Umsatzförderung Umsatzförderung: Mehr Gäste durch regionale Produkte

Bad Mergentheim/dpa. - «Sie war zwar sündhaft teuer, aber sie war frisch gefangen und schmeckte einfach so spektakulär, wie das hier zu Lande selbst bei noch so kurzen Transportwegen nicht möglich ist», erinnert sich der Hotelier aus Bad Mergentheim im Main-Tauber-Kreis. Zugleich sei ihm der Irrsinn bewusst geworden, solche Leckerbissen aus der ganzen Welt tagelang zu verschicken, nur um daheim Edelprodukte anbieten zu können. «Da stand für mich fest, den Versuch mit frischen einheimischen Erzeugnissen zu starten», sagt Geisel. Das war vor einem Jahr.
Zurück in der Heimat boten Geisel und sein Sternekoch Hubert Retzbach in ihrem Gourmetrestaurant nur noch regionale Produkte an. Krebse aus heimischen Flüssen statt Hummer aus dem Mittelmeer, Ochsenfleisch von Wiesen an der Jagst statt Entrecote aus Frankreich, Kapaun aus Hohenlohe statt Geflügel aus der Bresse standen fortan auf der Karte. «Für uns war dies eine spannende Kiste mit zwei entscheidenden Fragen: Können wir den Michelin-Stern halten ohne Gänseleber und Trüffel, und wie reagieren unsere Gäste auf den konsequenten Verzicht fremder Produkte?», erklärt Geisel.
Nach einem Jahr zieht das Vorstandsmitglied des Hotel- und Gaststättenverbandes eine positive Bilanz: «Wir haben mehr Gäste als zuvor und verbuchen ein für die Branche untypisches Umsatzplus von neun Prozent.» Auch die Sterne-Touristen, die möglichst viele Sterne- Restaurants im Jahr abklappern, hätten überhaupt nicht komisch reagiert. Zudem behielt Retzbach nicht nur seinen Stern, sondern verbesserte sich in der Rangliste der deutschen Spitzenköche vom 43. auf den 38. Platz.

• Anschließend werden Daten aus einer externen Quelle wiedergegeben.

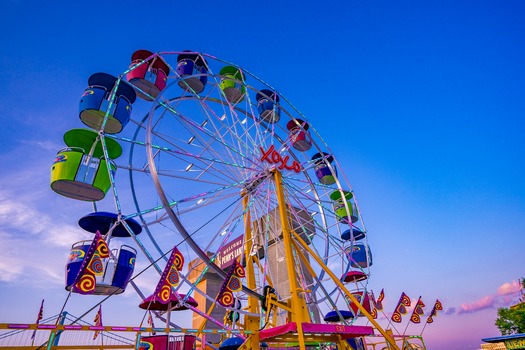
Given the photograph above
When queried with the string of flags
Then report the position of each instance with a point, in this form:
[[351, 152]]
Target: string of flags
[[401, 308], [92, 265], [231, 284], [170, 276], [98, 321], [38, 318]]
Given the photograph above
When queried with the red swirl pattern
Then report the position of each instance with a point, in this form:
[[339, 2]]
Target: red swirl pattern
[[173, 277], [239, 270], [102, 248], [396, 317], [95, 265], [165, 293], [415, 318], [226, 299], [234, 284], [178, 261], [86, 284]]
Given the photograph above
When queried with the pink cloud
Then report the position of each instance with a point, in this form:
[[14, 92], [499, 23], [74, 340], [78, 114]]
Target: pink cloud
[[509, 288], [484, 303]]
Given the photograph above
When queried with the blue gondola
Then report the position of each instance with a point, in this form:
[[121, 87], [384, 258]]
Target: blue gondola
[[103, 221], [149, 77], [360, 255], [96, 103], [118, 268], [232, 343], [267, 105], [324, 169]]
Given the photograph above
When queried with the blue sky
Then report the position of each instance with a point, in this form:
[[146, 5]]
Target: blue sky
[[422, 102]]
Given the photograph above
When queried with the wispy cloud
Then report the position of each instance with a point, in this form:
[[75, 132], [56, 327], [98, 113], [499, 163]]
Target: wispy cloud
[[509, 288], [506, 295]]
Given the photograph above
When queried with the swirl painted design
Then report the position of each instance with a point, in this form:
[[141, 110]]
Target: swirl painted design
[[86, 284], [226, 299]]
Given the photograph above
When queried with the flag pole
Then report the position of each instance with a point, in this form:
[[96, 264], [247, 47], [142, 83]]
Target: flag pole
[[38, 318]]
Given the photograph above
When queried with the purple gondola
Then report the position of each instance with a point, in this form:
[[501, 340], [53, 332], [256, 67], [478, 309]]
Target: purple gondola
[[299, 135], [150, 76], [192, 68]]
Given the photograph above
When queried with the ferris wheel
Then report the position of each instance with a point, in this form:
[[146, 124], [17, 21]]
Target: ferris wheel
[[223, 167]]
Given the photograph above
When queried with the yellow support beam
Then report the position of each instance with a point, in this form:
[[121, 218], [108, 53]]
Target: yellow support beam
[[384, 333], [298, 304]]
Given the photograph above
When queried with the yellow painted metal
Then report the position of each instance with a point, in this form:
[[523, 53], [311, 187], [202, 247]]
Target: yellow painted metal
[[204, 321], [298, 304], [250, 322], [387, 336]]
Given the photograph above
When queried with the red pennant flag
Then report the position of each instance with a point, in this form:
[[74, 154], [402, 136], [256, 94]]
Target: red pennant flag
[[170, 276], [418, 310], [379, 301], [92, 265], [231, 284], [437, 306], [39, 317], [98, 321]]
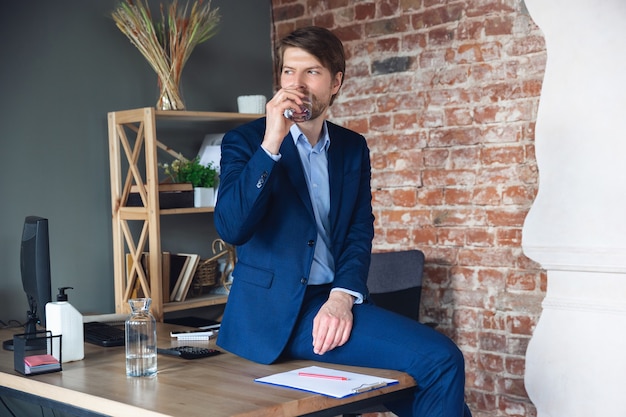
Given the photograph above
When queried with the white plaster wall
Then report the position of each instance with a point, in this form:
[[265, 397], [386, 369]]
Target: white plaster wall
[[581, 133], [576, 229]]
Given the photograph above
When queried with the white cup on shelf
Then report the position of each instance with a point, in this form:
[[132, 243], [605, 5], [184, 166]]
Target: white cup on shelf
[[254, 104]]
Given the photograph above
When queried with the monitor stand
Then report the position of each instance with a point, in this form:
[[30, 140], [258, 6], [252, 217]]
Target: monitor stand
[[37, 343]]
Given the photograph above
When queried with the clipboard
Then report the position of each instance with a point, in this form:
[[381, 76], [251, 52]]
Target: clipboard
[[333, 383]]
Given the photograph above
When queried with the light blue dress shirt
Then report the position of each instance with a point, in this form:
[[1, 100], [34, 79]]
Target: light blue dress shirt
[[315, 164]]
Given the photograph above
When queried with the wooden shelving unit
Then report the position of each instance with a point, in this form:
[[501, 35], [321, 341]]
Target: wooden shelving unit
[[133, 146]]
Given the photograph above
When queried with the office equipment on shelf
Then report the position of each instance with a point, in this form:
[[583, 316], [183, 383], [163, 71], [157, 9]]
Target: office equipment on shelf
[[104, 334]]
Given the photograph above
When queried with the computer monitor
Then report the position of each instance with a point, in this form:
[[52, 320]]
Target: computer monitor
[[35, 269]]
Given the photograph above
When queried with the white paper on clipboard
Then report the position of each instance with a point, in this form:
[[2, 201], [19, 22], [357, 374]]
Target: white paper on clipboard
[[354, 384]]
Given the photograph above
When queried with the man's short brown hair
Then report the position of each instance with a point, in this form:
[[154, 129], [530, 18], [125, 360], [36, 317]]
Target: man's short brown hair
[[319, 42]]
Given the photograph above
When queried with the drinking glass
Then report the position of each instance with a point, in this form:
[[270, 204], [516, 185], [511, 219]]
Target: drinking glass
[[300, 113]]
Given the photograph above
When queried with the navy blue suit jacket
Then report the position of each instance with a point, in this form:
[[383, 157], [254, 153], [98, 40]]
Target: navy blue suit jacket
[[265, 210]]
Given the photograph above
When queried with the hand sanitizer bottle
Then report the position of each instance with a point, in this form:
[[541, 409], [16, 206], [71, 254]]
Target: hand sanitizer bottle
[[62, 318]]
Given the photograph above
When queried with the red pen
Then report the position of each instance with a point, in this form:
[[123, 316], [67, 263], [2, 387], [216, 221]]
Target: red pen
[[339, 378]]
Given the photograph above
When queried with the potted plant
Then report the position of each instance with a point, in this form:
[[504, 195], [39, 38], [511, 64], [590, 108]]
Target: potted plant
[[203, 178]]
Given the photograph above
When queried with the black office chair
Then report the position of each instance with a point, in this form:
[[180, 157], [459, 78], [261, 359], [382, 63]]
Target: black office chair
[[395, 283]]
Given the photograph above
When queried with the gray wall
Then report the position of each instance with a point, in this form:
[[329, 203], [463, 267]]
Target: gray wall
[[63, 66]]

Retzbach stammt aus der Region und kennt die meisten Lieferanten persönlich. Anders als viele Kollegen, die von Expressdiensten versorgt werden, holt der Sternekoch im Main-Tauber- und Hohenlohekreis oft die Produkte selbst ab. «Es gibt immer mehr erstklassige Bauern, die Erzeugnisse von hervorragender Qualität anbieten», sagt der Küchenmeister. «Wenn ein Express früher Aktionen hatte, gab es von Flensburg bis Garmisch Kenia-Böhnchen oder Loup de Mer», erinnert sich Geisel. Mit der Besinnung auf regionale Produkte hat der Hotelier begonnen, eigene Rinder auf die Weide zu stellen: «So wissen wir, was die Tiere zu fressen bekommen. Zudem ist Ochsenbrust eine saftige Angelegenheit.»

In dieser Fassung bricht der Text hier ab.